Performance monitoring (and alerts management) is one key focus of IT operations. There exist several good solutions, such as Zabbix, Nagios, etc.

Prometheus is the most popular solution recent years for the same target since it supports Kubernetes monitoring which makes it the best choice for monitoring cloud native solutions when cloud becomes the trend of IT. However, its popularity is not simply because of the rapid adoption of Kubernetes. Prometheus is designed with smart architecture, great API for extension, wonderful features for scaling, etc. All these advantages make Prometheus suitable for almost all kinds of monitoring requirements in data centers.

The Ecosystem

When we talk about Prometheus, actually we are talking about an ecosystem for performance monitoring around Prometheus but not just itself. The ecosystem consists of several major components:

  • Prometheus Server: scrapes and stores time series data;
  • Exporters: collect metrics from data sources, like Linux, Windows, network equipement, databases, etc.;
  • Pushgateway: allows ephemeral and batch jobs to expose their metrics to Prometheus;
  • Grafana: displays metrics through a powerful web based GUI;
  • Alertmanager: handles alerts.

All these components work closely to achieve the monitoring goals with a data flow as below:

  1. Prometheus exporters are responsible for collecting performance metrics from targets (monitored devices). They work as standalone apps running close to or even on the targets. The Prometheus company or users can implement their own exporters based on their requirements. There exist quite a few exporters for use directly, refer here;
  2. When the monitoring targets are ephemeral jobs, it is not worthwhile running an exporter for ever.
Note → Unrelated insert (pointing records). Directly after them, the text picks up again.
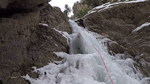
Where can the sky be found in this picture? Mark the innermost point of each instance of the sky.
(61, 4)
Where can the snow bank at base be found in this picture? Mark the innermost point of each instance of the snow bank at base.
(86, 67)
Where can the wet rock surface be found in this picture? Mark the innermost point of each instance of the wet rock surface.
(117, 23)
(26, 42)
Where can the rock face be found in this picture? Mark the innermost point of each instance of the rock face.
(117, 23)
(27, 38)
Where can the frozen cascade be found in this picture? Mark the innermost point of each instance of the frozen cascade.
(84, 65)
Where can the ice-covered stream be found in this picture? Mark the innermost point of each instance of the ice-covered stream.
(84, 65)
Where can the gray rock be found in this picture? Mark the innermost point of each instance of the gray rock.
(25, 43)
(117, 23)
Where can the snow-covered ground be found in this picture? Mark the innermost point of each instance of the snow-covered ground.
(84, 65)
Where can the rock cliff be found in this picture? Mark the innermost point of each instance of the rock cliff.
(117, 22)
(28, 37)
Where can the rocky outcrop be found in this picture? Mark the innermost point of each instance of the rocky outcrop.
(27, 38)
(81, 8)
(117, 22)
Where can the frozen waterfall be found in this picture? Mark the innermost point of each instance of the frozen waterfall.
(84, 65)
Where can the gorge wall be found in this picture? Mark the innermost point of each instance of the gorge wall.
(27, 37)
(117, 22)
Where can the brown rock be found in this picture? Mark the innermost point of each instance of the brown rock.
(25, 43)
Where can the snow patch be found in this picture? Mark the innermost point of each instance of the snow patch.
(43, 24)
(140, 27)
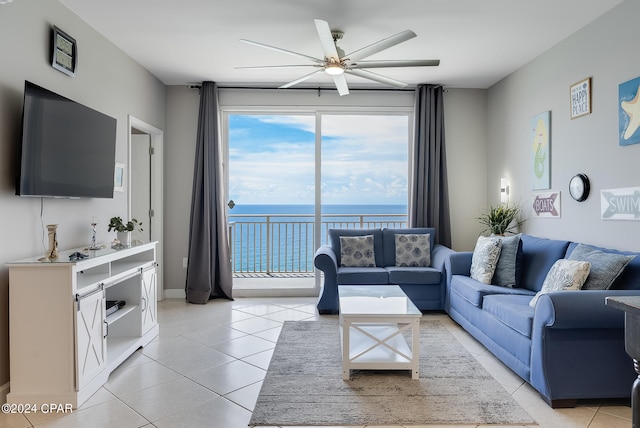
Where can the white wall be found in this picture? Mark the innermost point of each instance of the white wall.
(466, 140)
(106, 80)
(607, 51)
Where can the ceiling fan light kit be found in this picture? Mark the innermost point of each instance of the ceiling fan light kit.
(335, 63)
(334, 69)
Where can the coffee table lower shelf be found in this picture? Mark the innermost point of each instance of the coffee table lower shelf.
(379, 346)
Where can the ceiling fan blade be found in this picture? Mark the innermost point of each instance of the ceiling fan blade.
(299, 55)
(341, 84)
(396, 63)
(301, 79)
(258, 67)
(381, 45)
(326, 39)
(377, 78)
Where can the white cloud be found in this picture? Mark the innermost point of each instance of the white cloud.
(364, 161)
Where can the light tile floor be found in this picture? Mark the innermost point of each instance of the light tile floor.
(207, 366)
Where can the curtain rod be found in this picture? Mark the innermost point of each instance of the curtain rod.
(319, 88)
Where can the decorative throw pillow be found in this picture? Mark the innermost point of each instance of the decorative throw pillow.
(485, 258)
(605, 267)
(564, 275)
(413, 249)
(507, 272)
(357, 251)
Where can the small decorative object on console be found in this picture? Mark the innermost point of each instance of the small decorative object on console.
(124, 230)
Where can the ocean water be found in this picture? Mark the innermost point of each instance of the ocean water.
(280, 238)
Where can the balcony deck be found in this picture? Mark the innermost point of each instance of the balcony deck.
(274, 253)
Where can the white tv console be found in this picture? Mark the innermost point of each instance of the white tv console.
(62, 346)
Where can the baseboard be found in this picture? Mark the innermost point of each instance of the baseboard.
(4, 390)
(174, 293)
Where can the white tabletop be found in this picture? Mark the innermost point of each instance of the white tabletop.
(379, 300)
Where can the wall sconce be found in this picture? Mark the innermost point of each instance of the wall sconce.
(504, 190)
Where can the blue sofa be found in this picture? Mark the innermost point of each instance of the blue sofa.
(570, 346)
(425, 286)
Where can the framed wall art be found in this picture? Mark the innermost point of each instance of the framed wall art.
(629, 112)
(546, 205)
(118, 178)
(64, 52)
(541, 151)
(580, 98)
(620, 204)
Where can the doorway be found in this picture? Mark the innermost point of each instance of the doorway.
(145, 186)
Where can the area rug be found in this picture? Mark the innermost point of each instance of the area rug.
(304, 385)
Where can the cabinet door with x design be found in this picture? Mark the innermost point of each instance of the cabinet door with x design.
(91, 351)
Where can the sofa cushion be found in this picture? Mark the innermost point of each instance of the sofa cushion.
(362, 275)
(473, 291)
(357, 251)
(605, 266)
(509, 268)
(538, 255)
(413, 249)
(334, 241)
(513, 311)
(564, 275)
(389, 241)
(413, 275)
(485, 258)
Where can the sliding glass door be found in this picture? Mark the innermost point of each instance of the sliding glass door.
(291, 177)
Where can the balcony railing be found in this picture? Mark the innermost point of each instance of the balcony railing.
(285, 243)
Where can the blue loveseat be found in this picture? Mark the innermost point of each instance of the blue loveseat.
(425, 286)
(569, 346)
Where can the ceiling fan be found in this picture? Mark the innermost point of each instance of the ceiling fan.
(336, 63)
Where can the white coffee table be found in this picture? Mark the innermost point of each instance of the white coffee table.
(372, 319)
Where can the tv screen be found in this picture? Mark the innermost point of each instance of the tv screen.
(68, 149)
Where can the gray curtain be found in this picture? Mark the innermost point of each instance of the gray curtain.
(429, 203)
(209, 272)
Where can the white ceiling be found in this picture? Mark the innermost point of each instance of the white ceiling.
(478, 41)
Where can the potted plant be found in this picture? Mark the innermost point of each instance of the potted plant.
(124, 229)
(501, 219)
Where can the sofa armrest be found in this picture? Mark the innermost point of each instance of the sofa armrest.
(458, 263)
(578, 346)
(439, 255)
(325, 259)
(579, 310)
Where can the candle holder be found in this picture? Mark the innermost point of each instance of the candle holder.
(94, 245)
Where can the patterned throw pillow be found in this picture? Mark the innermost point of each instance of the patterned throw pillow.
(605, 267)
(508, 270)
(564, 275)
(485, 258)
(413, 249)
(357, 251)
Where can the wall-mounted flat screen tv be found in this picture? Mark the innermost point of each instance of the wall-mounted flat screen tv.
(68, 149)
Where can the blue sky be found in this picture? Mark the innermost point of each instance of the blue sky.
(364, 159)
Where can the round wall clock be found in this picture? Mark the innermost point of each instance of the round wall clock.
(579, 187)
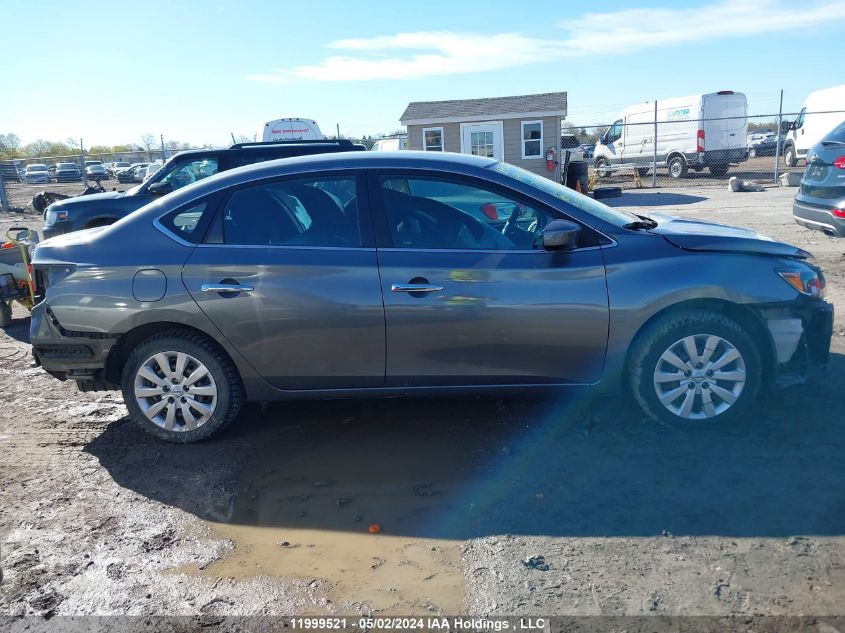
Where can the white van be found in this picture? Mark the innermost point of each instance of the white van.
(821, 111)
(390, 144)
(706, 130)
(291, 129)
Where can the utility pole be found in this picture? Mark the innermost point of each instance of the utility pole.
(654, 151)
(4, 200)
(82, 163)
(780, 131)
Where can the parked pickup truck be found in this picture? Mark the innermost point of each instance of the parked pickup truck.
(85, 212)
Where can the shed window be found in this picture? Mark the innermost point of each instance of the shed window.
(433, 139)
(532, 139)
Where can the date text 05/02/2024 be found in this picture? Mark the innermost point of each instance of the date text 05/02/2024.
(412, 623)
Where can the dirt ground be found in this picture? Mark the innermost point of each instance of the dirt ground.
(273, 517)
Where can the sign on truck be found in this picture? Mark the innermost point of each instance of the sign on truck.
(291, 129)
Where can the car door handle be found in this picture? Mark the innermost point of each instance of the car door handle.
(226, 288)
(415, 288)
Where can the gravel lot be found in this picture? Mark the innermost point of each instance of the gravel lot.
(632, 518)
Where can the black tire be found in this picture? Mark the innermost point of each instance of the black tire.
(718, 171)
(230, 394)
(5, 314)
(677, 167)
(602, 167)
(661, 336)
(790, 158)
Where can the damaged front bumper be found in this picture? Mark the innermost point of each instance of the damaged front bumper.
(801, 334)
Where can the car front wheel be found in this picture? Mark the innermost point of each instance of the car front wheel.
(181, 387)
(695, 370)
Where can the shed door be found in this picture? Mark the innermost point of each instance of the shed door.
(482, 139)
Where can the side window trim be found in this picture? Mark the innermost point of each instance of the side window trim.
(214, 234)
(384, 239)
(212, 201)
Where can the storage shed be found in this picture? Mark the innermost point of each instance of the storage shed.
(517, 130)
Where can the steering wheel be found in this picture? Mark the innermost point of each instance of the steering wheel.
(510, 223)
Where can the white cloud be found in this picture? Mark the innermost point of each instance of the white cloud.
(425, 54)
(638, 29)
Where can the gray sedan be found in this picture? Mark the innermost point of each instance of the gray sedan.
(381, 274)
(820, 203)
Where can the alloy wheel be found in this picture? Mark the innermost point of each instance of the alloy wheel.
(699, 377)
(175, 391)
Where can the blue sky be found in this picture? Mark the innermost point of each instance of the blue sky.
(197, 71)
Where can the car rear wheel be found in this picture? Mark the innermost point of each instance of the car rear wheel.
(719, 171)
(695, 370)
(180, 387)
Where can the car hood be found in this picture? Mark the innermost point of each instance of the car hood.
(92, 198)
(698, 235)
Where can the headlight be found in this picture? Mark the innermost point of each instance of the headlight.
(805, 279)
(54, 215)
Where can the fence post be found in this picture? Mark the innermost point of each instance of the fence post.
(780, 127)
(4, 200)
(654, 151)
(82, 164)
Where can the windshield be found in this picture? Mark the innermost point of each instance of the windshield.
(569, 196)
(836, 135)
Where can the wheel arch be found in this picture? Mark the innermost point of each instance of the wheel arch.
(120, 351)
(745, 316)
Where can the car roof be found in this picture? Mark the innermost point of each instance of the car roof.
(335, 161)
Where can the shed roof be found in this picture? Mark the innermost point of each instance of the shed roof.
(546, 104)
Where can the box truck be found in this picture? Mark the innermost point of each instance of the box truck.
(706, 130)
(821, 111)
(291, 129)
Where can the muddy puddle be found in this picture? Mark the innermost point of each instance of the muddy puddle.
(308, 512)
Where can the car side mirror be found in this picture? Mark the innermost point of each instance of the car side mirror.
(160, 188)
(560, 235)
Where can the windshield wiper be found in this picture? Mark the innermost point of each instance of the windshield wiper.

Under such a condition, metrics can be collected through whatever implementations (shell, ruby, python, java, etc. as long as the output follows the required format) and pushed to Pushgateway;
  3. Prometheus itself does not collect metrics from targets directly, instead, it collects (called scrape by Prometheus) metrics from enabled exporters and Pushgateway and save metric data locally into the ./data directly or remotely to a database (such as InfluxDB);
  4. Grafana leverages Prometheus as a data source through PromQL (Prometheus query language) and showcases metrics based on user defined dashboards;
  5. Alertmanager works by defining rules related with specified metrics on Prometheus server and get alerted when the metrics exceed defined thresholds.

Architecture

To understand the solution better, let’s diagram the full idea:

_images/prometheus_arch.png

Further Clarifications

Prometheus is a matured monitoring solution suitable for most IT cases, for more information about it, please refer to the official overview.

Before moving forward to the next chapter, there are some more clarifications about the relationshipts on exporter, Prometheus, and Grafana you should always be clear about:

  • Exporters only collect metrics from targets, they won’t save metrics;
  • Prometheus scraps metrics from exporters and save the metrics centraly. Advanced queries against the metrics are supported by Prometheus through PromQL;
  • Grafana leverages PromQL and its builtin query functions to filter metrics and display them on dashboards;
  • Grafana uses Prometheus as a kind of data source, and also support quite a lot other data sources such as ELK, InfluxDB, etc.